Squishy dog food not the nuggets will keep him well.

Marina


----------



## nuttybulldog (Aug 15, 2007)

just been in contact with the shelter and they have told me to take it up there tomorrow. i have squished up some dog food and mixed it with some water and put it in with him. gonna leave him alone now so he can chill out and hopefully he wont be to stressed out

if the shelter dont/cant take him in tomoz then i will bring him back and try and take care of him myself


----------



## daikenkai (May 24, 2007)

i brought up a baby crow on dog food, he had a bad wing and we couldnt find anywhere to take him. he got back to full health and is now back in the wild so theyre not hard to rear especially if theyre at the age yours is at.


----------



## nuttybulldog (Aug 15, 2007)

thats good to know if i have to bring it back home. if so would it be ok to pm you and get some more info?

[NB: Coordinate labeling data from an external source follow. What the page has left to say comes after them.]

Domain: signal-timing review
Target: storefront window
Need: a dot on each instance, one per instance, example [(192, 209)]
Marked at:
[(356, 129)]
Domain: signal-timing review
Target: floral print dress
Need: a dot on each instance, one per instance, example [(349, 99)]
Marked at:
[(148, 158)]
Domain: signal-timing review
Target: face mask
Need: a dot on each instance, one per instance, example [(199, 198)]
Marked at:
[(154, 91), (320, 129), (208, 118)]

also would putting the food in a bowl be ok or should i try and feed it by hand?


----------



## Brat (Oct 7, 2007)

He doesn't look that young so you should succeed.. Can he not fly at all?


----------



## nuttybulldog (Aug 15, 2007)

nah, i did give him the chance quite a few times but he just seems like he may still be to young

i just hope he isnt to stressed as i think that could be the only thing that could kill him. i have fought back the urge to keep looking at him and picking him up every 5 mins so he should be ok


----------



## Amalthea (Oct 2, 2007)

I used to raise young crows every year when I was growing up in the US... Raw minced beef is loved, as well


----------



## fenwoman (Apr 15, 2008)

nuttybulldog said:


> hi all
> 
> me and my daughter have just been out in the garden where we found a, what i think is a baby crow, being pecked about and beaten up by an adult rook.
> 
> ...


 It can eat raw eggs, tinned dog food, soaked cat biscuits, cut up day old chicks etc. They are easy to read and become imprinted and quite tame. I have reared lots of corvids over the years and find them adoreable.


----------



## adamntitch (Jun 17, 2007)

he dont look old enough to feed on his own tho


----------



## nuttybulldog (Aug 15, 2007)

i took him to the shelter this morning and they have put him with 2 other young crows around the same age as him. i put a bowl of mashed up dog fod in with him over night and he done the lot so couldnt have been to stressed.

cheers to all who gave advice


----------



## daikenkai (May 24, 2007)

thats good to hear. 
they do become imprinted though, my one was very attached to me and used to follow me around cawing at me, they make some noise when hungry! Lol 
hopefully he grows up nice and healthy and goes back into the wild. :2thumb:


----------



## crowman (Oct 12, 2008)

*baby crow*

hi there. do you still have the baby crow/rook?
we run a crow rescue sanctuary in wolverhampton and rescue rehome and release crows and any of the corvid family. we have 4 large aviaries and have 3 resident birds. if we can be of help contact mark and lisa [email protected] thanx mark:2thumb::flrt:


----------



## spider_duck (Feb 25, 2008)

crowman said:


> hi there. do you still have the baby crow/rook?
> we run a crow rescue sanctuary in wolverhampton and rescue rehome and release crows and any of the corvid family. we have 4 large aviaries and have 3 resident birds. if we can be of help contact mark and lisa [email protected] thanx mark:2thumb::flrt:


Cant you read? :bash:


----------



## fenwoman (Apr 15, 2008)

spider_duck said:


> Cant you read? :bash:


 Obviously not cos he also didn't read the bit on DEFRA where it says it is illegal to relase pest species back into the wild.


----------